Awk would make that so fucking easy

UNIX FTW!

>perl -lne '@a=split /,/;$a=shift @a;print "$a,$_" for @a'
teach me how to specify the input feed for this so I can like you more

...

When I try to golf it
perl -F',' -lE'say"$F[0],$F[$_]"for 1..$#F' input.txt

I'm writing my first few shit programs in C.

It's printing text using printf, but i want the text to slowly appear on the screen for dramatic effect. How do I do this without making a printf and delay for every character?

You can't. But what you could do is make the code appear a little neater by storing the entire string in a char* array, then using a while() loop to loop through all characters in the array.

So something like this:
char* str = "hello";
char* c = str;
while(*c != '\0'){
printf("%c");
usleep(DELAY);
c++;
}
Just don't use it with arbitrary input, the string has to be null-terminated. And obviously you'll have to look into which type of delay function fits your intentions best.

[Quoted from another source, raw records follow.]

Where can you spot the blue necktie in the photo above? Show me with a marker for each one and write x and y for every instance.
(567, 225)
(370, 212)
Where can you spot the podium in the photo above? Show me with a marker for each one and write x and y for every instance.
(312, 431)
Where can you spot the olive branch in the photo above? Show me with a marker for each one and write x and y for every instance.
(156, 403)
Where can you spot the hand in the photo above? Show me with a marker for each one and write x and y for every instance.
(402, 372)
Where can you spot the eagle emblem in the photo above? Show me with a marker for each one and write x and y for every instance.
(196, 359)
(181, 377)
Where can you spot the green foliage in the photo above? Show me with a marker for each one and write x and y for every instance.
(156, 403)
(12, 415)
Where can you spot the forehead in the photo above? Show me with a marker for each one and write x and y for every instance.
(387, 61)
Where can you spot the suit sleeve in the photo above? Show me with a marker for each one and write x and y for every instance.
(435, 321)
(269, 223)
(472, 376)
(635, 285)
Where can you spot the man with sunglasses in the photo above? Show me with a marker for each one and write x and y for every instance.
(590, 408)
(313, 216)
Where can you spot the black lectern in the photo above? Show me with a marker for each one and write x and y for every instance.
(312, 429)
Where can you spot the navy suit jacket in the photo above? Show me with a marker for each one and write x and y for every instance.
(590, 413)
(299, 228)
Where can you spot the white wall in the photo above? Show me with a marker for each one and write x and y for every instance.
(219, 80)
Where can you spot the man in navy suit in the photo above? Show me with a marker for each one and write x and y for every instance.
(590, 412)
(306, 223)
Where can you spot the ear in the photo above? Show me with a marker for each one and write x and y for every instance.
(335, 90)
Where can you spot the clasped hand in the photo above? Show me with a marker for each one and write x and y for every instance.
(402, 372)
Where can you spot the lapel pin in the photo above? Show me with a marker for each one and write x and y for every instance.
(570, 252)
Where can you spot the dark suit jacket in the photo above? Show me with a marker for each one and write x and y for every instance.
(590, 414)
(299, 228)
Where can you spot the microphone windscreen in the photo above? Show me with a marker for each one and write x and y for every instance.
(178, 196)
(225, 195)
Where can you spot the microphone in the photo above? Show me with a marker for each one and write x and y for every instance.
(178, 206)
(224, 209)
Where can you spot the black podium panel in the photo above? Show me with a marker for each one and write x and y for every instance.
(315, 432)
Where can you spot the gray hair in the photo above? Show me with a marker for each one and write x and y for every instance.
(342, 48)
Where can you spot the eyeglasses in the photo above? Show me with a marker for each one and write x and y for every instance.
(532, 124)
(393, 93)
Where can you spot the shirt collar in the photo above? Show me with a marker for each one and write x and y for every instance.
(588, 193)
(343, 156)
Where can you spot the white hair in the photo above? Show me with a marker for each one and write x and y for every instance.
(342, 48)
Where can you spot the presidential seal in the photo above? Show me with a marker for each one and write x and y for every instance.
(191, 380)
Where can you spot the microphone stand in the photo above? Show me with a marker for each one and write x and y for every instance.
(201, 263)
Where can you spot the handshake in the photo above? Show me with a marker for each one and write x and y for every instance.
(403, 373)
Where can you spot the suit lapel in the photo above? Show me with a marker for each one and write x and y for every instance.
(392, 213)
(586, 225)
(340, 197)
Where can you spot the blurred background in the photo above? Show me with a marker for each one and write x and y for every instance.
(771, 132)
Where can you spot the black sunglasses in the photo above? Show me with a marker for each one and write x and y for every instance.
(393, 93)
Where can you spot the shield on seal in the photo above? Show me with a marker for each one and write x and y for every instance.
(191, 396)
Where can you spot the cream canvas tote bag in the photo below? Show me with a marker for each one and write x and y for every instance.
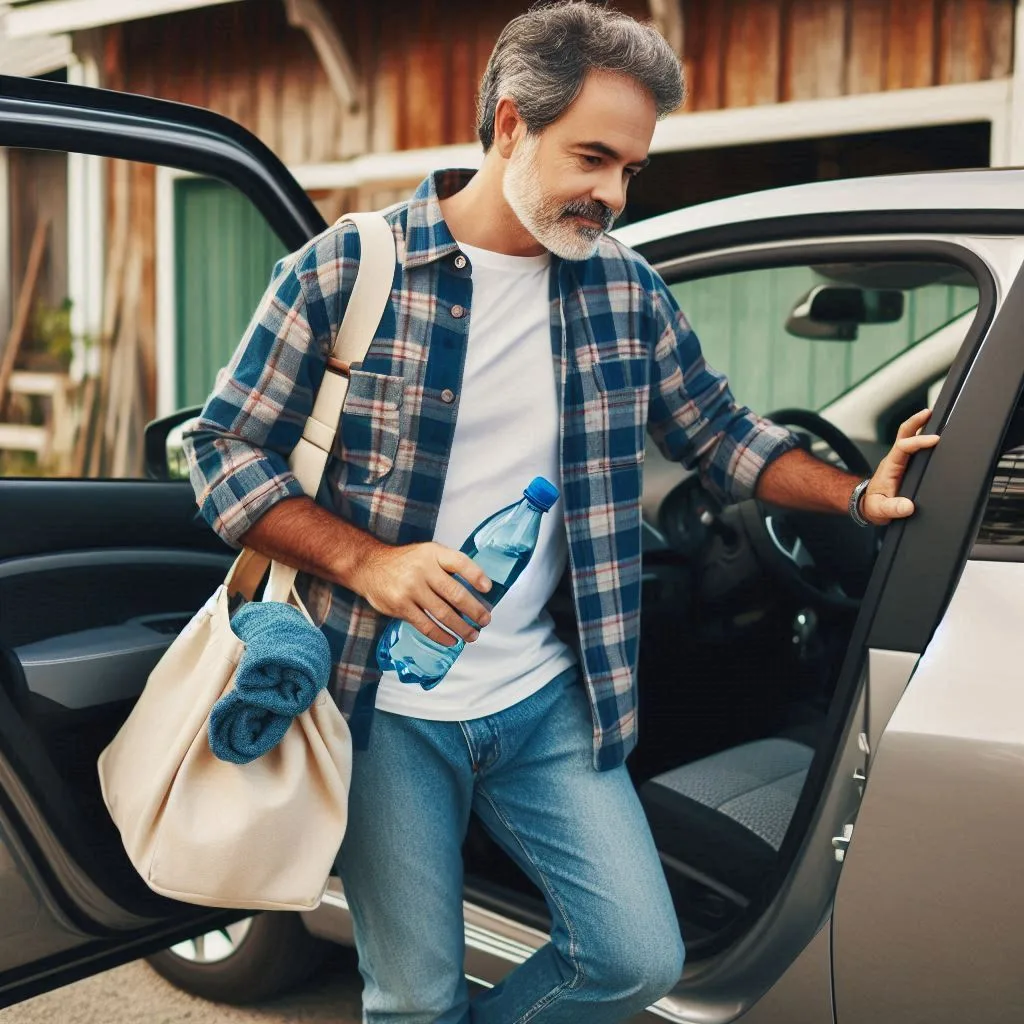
(261, 836)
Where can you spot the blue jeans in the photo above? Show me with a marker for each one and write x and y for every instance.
(579, 834)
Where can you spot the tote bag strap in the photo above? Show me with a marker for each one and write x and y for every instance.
(371, 293)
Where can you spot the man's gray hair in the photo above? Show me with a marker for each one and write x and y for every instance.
(542, 58)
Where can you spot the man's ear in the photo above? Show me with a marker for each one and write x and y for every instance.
(509, 127)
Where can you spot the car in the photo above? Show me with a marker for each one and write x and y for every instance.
(829, 718)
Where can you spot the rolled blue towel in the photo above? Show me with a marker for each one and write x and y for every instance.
(240, 732)
(287, 662)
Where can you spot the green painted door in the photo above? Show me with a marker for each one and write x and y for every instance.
(224, 254)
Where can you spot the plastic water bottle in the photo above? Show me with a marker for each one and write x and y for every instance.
(502, 546)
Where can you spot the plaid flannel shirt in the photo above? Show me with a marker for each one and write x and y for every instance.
(627, 360)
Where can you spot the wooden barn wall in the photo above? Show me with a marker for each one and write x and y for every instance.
(421, 61)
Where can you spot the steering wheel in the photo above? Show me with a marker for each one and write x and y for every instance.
(824, 558)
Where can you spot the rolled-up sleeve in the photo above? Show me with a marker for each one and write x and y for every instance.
(693, 417)
(238, 450)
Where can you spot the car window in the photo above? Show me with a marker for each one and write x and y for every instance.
(804, 335)
(103, 337)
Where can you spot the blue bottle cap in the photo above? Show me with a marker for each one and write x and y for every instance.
(542, 493)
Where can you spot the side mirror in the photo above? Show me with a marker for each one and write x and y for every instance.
(833, 312)
(164, 455)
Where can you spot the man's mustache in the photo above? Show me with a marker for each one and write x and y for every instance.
(597, 212)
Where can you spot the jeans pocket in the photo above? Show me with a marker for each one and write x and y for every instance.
(371, 425)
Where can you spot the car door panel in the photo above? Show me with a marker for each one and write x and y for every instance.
(879, 643)
(933, 863)
(96, 578)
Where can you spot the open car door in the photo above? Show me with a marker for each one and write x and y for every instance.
(100, 564)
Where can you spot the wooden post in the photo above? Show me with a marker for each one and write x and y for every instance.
(23, 310)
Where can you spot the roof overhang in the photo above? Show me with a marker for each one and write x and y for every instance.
(73, 15)
(38, 55)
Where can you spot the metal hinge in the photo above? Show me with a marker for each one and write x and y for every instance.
(842, 843)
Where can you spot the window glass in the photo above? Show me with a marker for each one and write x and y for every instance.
(119, 302)
(780, 336)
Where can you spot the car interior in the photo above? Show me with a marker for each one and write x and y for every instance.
(748, 610)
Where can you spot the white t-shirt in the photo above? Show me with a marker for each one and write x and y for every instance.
(507, 432)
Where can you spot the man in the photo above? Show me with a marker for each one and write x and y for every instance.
(520, 340)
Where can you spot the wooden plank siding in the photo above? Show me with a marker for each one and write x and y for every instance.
(421, 60)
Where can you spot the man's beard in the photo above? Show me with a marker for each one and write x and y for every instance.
(549, 219)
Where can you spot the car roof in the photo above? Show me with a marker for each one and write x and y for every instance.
(986, 188)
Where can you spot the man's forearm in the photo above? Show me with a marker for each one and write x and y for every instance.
(796, 479)
(301, 534)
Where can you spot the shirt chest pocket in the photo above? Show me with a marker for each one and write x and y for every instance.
(622, 373)
(371, 425)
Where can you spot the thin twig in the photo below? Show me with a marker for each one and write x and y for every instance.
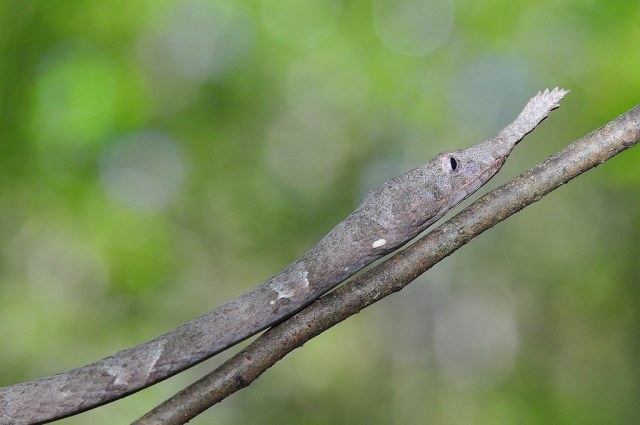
(399, 270)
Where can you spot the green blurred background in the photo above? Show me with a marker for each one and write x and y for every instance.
(158, 158)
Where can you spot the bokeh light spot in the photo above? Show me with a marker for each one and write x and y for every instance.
(300, 22)
(143, 171)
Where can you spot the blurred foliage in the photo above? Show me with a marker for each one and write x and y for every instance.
(158, 158)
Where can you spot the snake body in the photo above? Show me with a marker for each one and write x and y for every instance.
(389, 216)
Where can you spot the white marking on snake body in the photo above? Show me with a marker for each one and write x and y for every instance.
(379, 243)
(286, 289)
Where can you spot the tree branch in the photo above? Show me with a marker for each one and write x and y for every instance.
(399, 270)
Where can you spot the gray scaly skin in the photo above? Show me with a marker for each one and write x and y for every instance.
(389, 217)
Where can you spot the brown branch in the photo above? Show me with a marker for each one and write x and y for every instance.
(399, 270)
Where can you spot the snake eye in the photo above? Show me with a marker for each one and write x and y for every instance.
(451, 164)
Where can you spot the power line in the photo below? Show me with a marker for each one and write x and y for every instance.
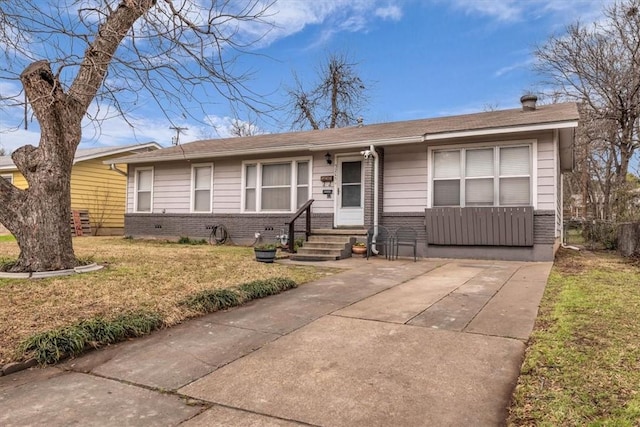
(176, 139)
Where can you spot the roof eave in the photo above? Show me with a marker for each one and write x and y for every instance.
(503, 130)
(119, 150)
(351, 144)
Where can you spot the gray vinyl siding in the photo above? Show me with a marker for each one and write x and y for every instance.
(227, 175)
(546, 172)
(405, 178)
(172, 187)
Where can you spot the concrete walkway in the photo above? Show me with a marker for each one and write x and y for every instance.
(436, 342)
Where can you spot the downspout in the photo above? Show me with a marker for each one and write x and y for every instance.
(376, 201)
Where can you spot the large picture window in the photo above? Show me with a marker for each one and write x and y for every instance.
(201, 188)
(276, 186)
(488, 176)
(143, 190)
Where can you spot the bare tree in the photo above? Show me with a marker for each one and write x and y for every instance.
(599, 66)
(119, 53)
(244, 128)
(335, 101)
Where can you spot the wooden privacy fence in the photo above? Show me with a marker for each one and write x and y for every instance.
(482, 226)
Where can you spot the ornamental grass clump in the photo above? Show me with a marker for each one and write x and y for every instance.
(212, 300)
(50, 347)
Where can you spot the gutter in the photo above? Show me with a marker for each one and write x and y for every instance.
(113, 167)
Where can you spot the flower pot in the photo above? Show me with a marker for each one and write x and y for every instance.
(265, 255)
(358, 250)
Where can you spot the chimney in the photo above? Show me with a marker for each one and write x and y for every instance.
(529, 102)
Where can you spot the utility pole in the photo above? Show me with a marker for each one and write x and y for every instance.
(176, 139)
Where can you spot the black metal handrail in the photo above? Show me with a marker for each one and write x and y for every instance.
(291, 223)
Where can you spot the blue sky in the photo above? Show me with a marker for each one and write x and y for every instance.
(421, 58)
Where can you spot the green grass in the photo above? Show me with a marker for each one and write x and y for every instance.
(582, 366)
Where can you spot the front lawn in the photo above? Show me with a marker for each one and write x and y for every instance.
(144, 276)
(582, 366)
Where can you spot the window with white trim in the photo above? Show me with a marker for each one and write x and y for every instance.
(487, 176)
(276, 186)
(143, 189)
(201, 187)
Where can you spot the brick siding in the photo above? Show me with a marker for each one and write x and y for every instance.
(241, 227)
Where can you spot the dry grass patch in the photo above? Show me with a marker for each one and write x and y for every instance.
(582, 366)
(139, 275)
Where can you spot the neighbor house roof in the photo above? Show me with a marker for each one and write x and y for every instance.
(83, 154)
(555, 116)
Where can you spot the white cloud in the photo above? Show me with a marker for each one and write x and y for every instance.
(390, 12)
(518, 10)
(292, 16)
(517, 66)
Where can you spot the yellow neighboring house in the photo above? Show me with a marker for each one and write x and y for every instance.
(96, 186)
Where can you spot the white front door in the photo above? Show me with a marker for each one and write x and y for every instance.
(350, 192)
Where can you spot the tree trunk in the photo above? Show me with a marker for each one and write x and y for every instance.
(43, 231)
(39, 216)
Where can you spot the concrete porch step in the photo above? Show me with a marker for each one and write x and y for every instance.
(302, 257)
(328, 244)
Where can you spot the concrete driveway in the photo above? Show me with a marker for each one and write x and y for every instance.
(436, 342)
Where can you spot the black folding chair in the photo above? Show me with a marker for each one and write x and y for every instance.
(405, 236)
(382, 241)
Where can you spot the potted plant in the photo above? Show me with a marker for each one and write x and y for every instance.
(265, 252)
(359, 248)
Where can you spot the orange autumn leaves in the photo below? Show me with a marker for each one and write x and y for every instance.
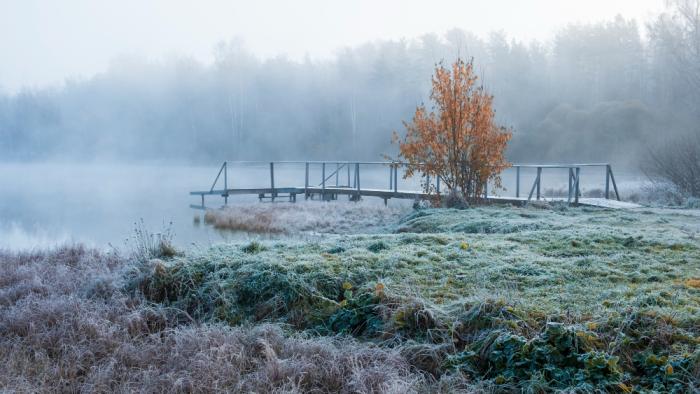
(458, 140)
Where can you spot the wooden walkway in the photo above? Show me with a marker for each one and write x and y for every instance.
(327, 190)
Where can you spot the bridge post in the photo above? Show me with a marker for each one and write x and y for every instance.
(612, 178)
(272, 182)
(539, 181)
(323, 181)
(357, 180)
(337, 170)
(391, 176)
(577, 185)
(225, 183)
(607, 182)
(571, 184)
(306, 182)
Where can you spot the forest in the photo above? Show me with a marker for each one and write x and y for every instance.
(610, 91)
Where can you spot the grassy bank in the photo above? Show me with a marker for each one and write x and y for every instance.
(488, 299)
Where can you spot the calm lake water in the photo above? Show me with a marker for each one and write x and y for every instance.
(45, 204)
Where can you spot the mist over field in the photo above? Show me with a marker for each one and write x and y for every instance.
(316, 196)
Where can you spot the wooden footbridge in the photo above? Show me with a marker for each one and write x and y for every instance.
(343, 178)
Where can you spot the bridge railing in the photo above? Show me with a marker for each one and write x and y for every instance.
(347, 175)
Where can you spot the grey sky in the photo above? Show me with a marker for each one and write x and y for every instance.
(45, 42)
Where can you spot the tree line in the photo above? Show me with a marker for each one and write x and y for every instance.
(608, 91)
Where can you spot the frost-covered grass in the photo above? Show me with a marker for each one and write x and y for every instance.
(337, 217)
(67, 326)
(518, 298)
(487, 299)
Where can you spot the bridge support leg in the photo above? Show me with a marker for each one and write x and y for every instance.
(607, 182)
(272, 182)
(323, 181)
(577, 190)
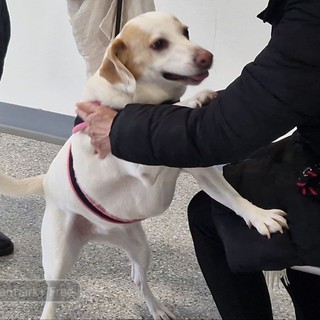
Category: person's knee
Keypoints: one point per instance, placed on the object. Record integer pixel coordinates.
(199, 210)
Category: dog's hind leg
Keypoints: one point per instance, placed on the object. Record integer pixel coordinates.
(133, 240)
(62, 236)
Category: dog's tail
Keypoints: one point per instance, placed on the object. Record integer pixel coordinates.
(17, 188)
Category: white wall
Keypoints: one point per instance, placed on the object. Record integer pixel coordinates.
(44, 70)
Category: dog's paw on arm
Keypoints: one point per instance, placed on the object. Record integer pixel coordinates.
(200, 99)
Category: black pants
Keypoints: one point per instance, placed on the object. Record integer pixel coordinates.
(242, 296)
(4, 32)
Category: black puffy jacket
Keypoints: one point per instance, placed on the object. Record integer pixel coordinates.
(278, 91)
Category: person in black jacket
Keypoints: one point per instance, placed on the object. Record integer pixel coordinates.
(278, 91)
(6, 246)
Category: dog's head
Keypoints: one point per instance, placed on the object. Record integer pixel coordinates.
(153, 59)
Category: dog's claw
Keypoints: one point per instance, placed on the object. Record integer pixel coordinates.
(267, 221)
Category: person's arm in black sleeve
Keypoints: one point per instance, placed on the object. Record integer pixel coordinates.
(276, 92)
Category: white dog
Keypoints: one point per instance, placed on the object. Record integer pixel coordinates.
(150, 61)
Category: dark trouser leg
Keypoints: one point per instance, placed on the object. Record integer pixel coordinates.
(238, 296)
(304, 290)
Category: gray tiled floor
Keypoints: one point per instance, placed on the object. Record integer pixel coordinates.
(103, 273)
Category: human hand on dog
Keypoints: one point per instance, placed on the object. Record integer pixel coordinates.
(99, 121)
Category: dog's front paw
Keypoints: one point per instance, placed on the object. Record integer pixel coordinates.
(200, 99)
(267, 221)
(162, 313)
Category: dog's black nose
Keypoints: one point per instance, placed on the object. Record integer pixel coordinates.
(203, 58)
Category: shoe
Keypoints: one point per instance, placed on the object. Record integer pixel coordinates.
(6, 245)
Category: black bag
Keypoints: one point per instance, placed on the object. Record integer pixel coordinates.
(269, 180)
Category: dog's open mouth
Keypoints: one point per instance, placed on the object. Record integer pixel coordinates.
(186, 79)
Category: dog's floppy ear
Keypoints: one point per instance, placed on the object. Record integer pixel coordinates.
(113, 67)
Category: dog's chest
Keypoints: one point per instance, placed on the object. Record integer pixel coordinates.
(127, 190)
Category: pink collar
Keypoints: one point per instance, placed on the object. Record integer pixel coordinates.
(87, 201)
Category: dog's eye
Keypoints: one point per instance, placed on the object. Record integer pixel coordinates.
(159, 44)
(186, 33)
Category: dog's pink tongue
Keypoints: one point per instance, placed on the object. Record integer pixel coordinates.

$ perl -MO=Deparse -lne '@a=split /,/;$a=shift @a;print "$a,$_" for @a' g_zk.txt
BEGIN { $/ = "\n"; $\ = "\n"; }
LINE: while (defined($_ = )) {
chomp $_;
@a = split(/,/, $_, 0);
$a = shift @a;
print "$a,$_" foreach (@a);
}

data = open("temp", "r").read()
for line in data.split("\n"):
line = line.split(",")
for x in line[1:]:
print(line[0] + "," + x)


Don't they teach this shit in middle school now?